La rédaction de L’Opinion Indépendante abrite le dernier des bohèmes honnêtes. Christian Authier cultive naturellement l’art du paradoxe. C’est d’ailleurs ce qui fait son charme. Écrivain, il évoque la figure du promeneur solitaire, adepte des rêveries en clair-obscur, ou celle du romantique à fleur de peau, facilement élégiaque. Journaliste, il rappellerait plutôt, aux yeux de ses camarades cinéphiles, l’incorruptible Eliot Ness, qui fustige les compromissions et refuse de se soumettre au désordre établi. Authier n’est pas l’homme des postures faciles. Il ne ment ni ne surjoue. Chez cet être candide et tendre, à qui tout fait mal, l’émotion n’est jamais feinte, pas plus que la colère ou l’émerveillement. Il prodigue éloges et blâmes avec la même générosité simple. Son intransigeance est à la mesure de son indignation face aux lourdeurs, aux petitesses et aux médiocrités qui nourrissent son spleen. Insaisissable, Authier le reste, envers et contre tout. Ce fin lecteur de Muray sait éviter les écueils de la » rebellocratie « . On ne fera pas de lui un » mutin de panurge « . Les militants de tout poil, champions intéressés de causes fallacieuses, se heurteront toujours à son scepticisme, mélange subtil d’ironie et de désabus qui distingue les âmes délicates. Vainqueur du prix Renaudot de l’essai en 2014, Christian Authier se fait, dans ses ouvrages, l’ultime dépositaire d’un certain art de vivre et de penser. D’une certaine idée de la France, aussi. Portrait d’un irréductible gaulois, bien » de chez nous »…
Pouvez-vous revenir en quelques mots sur les grandes étapes de votre formation professionnelle ?

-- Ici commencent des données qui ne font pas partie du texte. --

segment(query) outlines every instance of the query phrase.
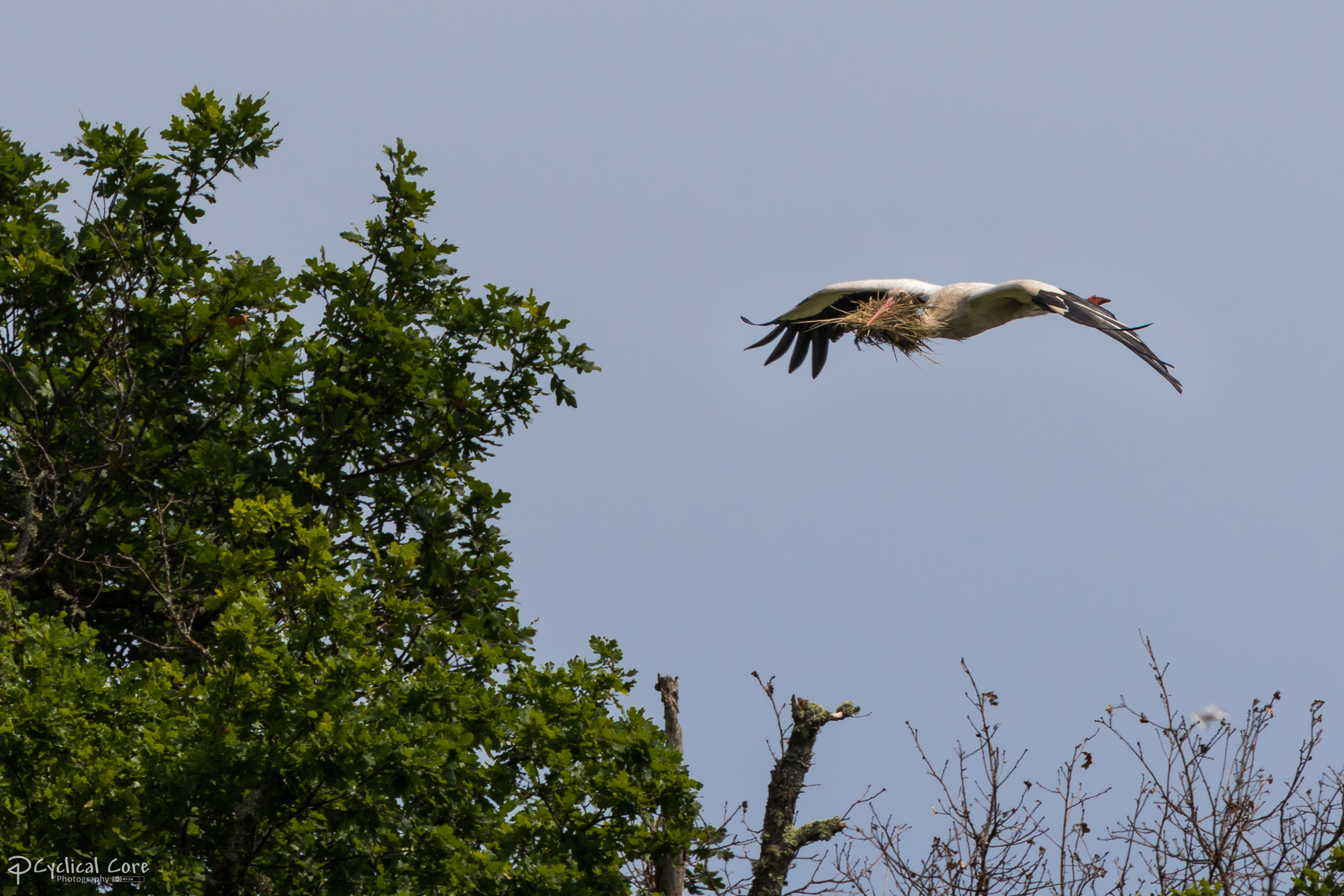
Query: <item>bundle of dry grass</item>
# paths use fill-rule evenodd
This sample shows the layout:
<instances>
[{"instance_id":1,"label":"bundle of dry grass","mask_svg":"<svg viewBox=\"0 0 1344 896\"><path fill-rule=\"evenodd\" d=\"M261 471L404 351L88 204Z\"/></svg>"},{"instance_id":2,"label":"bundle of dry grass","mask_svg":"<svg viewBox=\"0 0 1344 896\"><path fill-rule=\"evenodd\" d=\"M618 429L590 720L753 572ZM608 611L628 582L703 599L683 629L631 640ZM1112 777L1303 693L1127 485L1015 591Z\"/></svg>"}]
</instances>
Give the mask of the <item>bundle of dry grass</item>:
<instances>
[{"instance_id":1,"label":"bundle of dry grass","mask_svg":"<svg viewBox=\"0 0 1344 896\"><path fill-rule=\"evenodd\" d=\"M896 293L884 298L866 298L844 317L827 324L853 333L857 345L891 347L903 355L929 353L929 340L938 326L923 316L923 304L910 293Z\"/></svg>"}]
</instances>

Dieu merci, j’ai eu vingt ans à une époque, 1990, où l’on ne parlait pas de « formation professionnelle ». Du moins, je n’ai pas entendu cette expression. Ma formation buissonnière a consisté en de longues études plus ou moins studieuses au cours desquelles le cinéma, la littérature et l’amitié ont constitué un excellent bagage. Ensuite, un stage à l’hebdomadaire toulousain L’Opinion indépendante m’a permis un peu plus tard d’y être pigiste avant d’être embauché. J’ai par ailleurs collaboré depuis à d’autres journaux, revues et magazines : Immédiatement, L’Atelier du roman, Service littéraire, Charlie Hebdo grâce à mon ami Bernard Maris, Le Figaro Magazine et Le Figaro littéraire. J’ai publié mon premier livre, un essai sur Patrick Besson, en 1998. D’autres ont suivi jusqu’à mon premier roman en 2004 aux éditions Stock où Jean-Marc Roberts, grand éditeur et bel écrivain disparu trop tôt, m’a fait l’honneur de publier six livres sous la couverture bleue qu’il avait créée. J’en ai encore publié un autre, De chez nous, sous cette même couverture après sa disparition. J’espère qu’il l’a aimé…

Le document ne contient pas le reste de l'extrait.